Managing the pilgrimage

 

 

The astute pilgrim plans, organises and then manages her pilgrimage. Once a clear goal has been set, the (initial) means (and which includes skills) to it are acquired. Since they can’t all be acquired or trained at once, because pilgrimages are highly dynamic (i.e. the formal means and functional skills change as the pilgrim proceeds), a flexible management plan must be developed (in much the same way as a plan is worked out that will bring a infant swimmer through a serious of stages to the Olympics where she may win a gold medal).

 

The management plan includes highly disciplined periods (or units) of work/effort (i.e. the Outer Pilgrimage) - and the higher the peak to be achieved the greater the work/effort -, periods of rest (such as sleep or general idleness, and which allows the Inner Pilgrimage to proceed), periods of play and enjoyment, and so on. The key elements of managing the pilgrimage are pacing, near @best application of means and skills and flexibility. Overdoing it or under-doing it leads to failure, i.e. to irreversible burnout or fading due to loss of energy.

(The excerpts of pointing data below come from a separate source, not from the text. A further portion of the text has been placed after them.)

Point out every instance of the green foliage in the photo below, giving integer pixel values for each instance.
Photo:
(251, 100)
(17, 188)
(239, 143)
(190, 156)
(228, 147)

Management also includes enforcing continuous focusing on the goal and on its means of achievement in order to exclude (i.e. sacrifice) all other goals and the means to them, the latter distorting, fuzzing or depressing (i.e. the energy state) of the goal to be achieved. Since adroit management comes with experience, and which the young pilgrim does not have, teachers and schools emerge to satisfy that need.

 

The urge to achieve one goal perfectly, thereby becoming wholly fulfilled and reaping the reward of the rapturous joy of fulfilment, demands the sacrifice of all other goals.

 

Sacrificing all for one is the mark of the true pilgrim.

 

The goal of the pilgrim, her ‘mark to be achieved’, draws (in some cases ‘calls’) her to become absolutely whole and complete as a particular (differential) identity. Achievement of the goal makes her whole, therefore ‘holy’. All goals are ‘holy’ in so far as they lead to wholeness (read: goodness, that is to say, full functionality).

 

Bluntly put. The true pilgrim develops a one-track mind (i.e. a psychotic state), i.e. the unwavering gaze upon one steady state focus (i.e. her desired True Self, or, put differently, the Self (religious or non religious) that will make her true), then ‘goes for it’ with sheer hard work, perseverance, cleverness, natural cunning (read: behaving naturally, spontaneously, and which lets the genie do her thing) and the fully dedicated help of her genie. She never loses sight (or remembrance) of her goal, no matter what. She never stops advancing towards it, no matter what.

If she is distracted from her goal, and that happens at every step of her path, both Inner and Outer), then she reorients her path as soon as she has left that step.